Scientists are also advancing mRNA vaccines and therapies to treat cancer, which poses a particular challenge because tumor cells arise from the body’s own cells and can easily deceive the immune system into thinking they are normal. Cancer patients today receive varying types of treatments, but they involve therapies manufactured outside the body. The mRNA researchers believe that the body’s own immune system can be used against cancer if it’s given the right tools.

BioNTech, now a household name for its Covid-19 vaccine with Pfizer, was founded in 2008 to pursue mRNA cancer treatments. The German company says that even at a low dose, a strong enough mRNA treatment can be developed to prompt immune cells to make certain proteins and to train the rest of the immune system to recognize and target tumor cells that express these same proteins. “It needs to be louder and more aggressive for cancer because the immune system needs stronger persuasion to attack something that appears to resemble a normal cell which it should respect and not attack,” said Özlem Türeci, BioNTech’s chief medical officer.

The company’s pipeline includes at least 10 cancer vaccines in human clinical trials using mRNA for skin, pancreatic, ovarian and other tumors.
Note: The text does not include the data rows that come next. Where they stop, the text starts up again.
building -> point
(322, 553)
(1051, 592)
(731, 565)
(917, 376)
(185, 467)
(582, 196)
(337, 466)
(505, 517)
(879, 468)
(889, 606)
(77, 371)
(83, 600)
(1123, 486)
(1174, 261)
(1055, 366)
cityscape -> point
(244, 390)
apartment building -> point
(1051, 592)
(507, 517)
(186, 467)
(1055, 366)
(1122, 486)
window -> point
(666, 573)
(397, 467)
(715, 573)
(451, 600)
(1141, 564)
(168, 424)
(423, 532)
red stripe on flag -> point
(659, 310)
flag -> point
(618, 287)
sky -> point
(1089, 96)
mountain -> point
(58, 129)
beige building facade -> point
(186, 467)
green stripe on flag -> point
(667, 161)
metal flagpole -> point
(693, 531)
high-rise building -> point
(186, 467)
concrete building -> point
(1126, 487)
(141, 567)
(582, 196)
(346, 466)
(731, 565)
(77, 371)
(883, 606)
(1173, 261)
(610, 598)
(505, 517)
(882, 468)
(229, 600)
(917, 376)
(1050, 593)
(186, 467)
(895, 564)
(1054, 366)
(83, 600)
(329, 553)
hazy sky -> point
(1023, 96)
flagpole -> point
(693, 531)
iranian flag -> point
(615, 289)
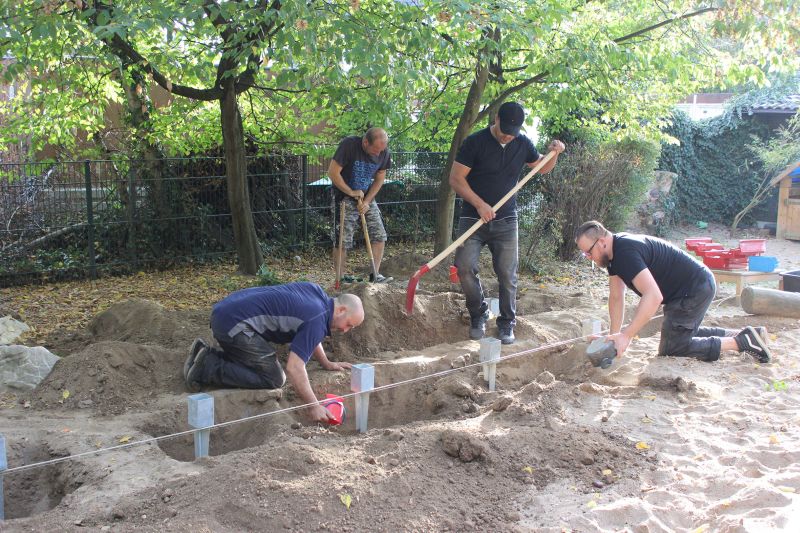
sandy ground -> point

Two of its most advanced programs in mid-stage clinical studies, one for melanoma and the other for head and neck cancer, harness mRNA to make specific proteins seen with these cancers that will prompt a vigorous response from the patient’s immune system. Research from BioNTech published in 2020 in the journal Nature showed that the treatment caused the lesions of melanoma patients to shrink.
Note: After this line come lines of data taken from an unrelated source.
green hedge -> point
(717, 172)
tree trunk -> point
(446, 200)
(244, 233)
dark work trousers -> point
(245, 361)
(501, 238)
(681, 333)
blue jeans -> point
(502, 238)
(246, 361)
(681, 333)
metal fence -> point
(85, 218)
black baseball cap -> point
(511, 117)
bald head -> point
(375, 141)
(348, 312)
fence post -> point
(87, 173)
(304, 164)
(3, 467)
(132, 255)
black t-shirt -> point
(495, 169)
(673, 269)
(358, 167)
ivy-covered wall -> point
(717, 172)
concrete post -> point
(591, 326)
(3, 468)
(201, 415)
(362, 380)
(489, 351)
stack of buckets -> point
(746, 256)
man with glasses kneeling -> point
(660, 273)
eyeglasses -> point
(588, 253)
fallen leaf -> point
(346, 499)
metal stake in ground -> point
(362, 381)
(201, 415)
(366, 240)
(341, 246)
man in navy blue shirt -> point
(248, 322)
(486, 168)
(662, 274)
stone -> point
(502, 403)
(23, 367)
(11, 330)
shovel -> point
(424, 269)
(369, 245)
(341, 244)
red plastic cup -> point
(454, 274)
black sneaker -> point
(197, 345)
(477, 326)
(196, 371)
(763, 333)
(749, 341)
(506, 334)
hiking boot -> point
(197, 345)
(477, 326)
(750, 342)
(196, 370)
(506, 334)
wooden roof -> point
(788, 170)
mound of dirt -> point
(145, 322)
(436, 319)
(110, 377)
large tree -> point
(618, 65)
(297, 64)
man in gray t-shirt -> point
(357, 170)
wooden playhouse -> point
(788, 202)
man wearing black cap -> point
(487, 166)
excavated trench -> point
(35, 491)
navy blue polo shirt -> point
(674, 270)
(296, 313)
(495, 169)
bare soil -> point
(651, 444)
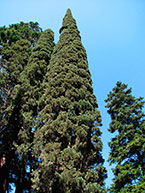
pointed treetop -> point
(68, 21)
(69, 11)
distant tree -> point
(67, 140)
(16, 43)
(128, 144)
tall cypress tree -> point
(67, 141)
(16, 43)
(128, 145)
(31, 83)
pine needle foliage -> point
(67, 141)
(31, 83)
(128, 144)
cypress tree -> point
(67, 140)
(128, 144)
(16, 43)
(31, 83)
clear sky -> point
(113, 34)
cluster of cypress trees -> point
(50, 138)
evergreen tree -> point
(67, 140)
(128, 144)
(31, 82)
(16, 43)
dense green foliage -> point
(67, 141)
(50, 137)
(16, 42)
(31, 80)
(128, 145)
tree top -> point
(68, 20)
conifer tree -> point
(16, 43)
(128, 144)
(31, 82)
(67, 141)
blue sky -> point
(113, 34)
Some of BioNTech’s other cancer treatments are tailored to individual patients. A tumor is removed surgically and then shipped to the company’s laboratories, where researchers sequence the DNA and search for proteins, using machine learning to decide which ones are needed for that individual’s therapy. To address how quickly cancer can spread in the body, BioNTech designs and develops these clinical-trial treatments in just four to six weeks—a potentially lifesaving turnaround time for more pressing cases.

The new generation of mRNA treatments and vaccines is almost certain to take longer to develop than the shots for Covid, which had the urgency of the pandemic behind them, to say nothing of billions of federal dollars and unusual cooperation from regulators. But the fact that the new technology has been validated is crucial.

Historian David Oshinsky, who directs the division of medical humanities at NYU Langone Health, said that the sudden acceptance of mRNA reminded him of the trajectory of penicillin. The antibiotic was discovered in the 1920s but didn’t become widely accepted and produced until the crisis years of World War II.

“The old way of doing vaccines and waiting 10 years—I can’t see any company going down that road again because vaccines were not big moneymakers for them,” he said. “But now, with mRNA technology, because you can produce this so quickly and so effectively, money will be made. You’ve changed the timeline and the time parameters for vaccines in the future.”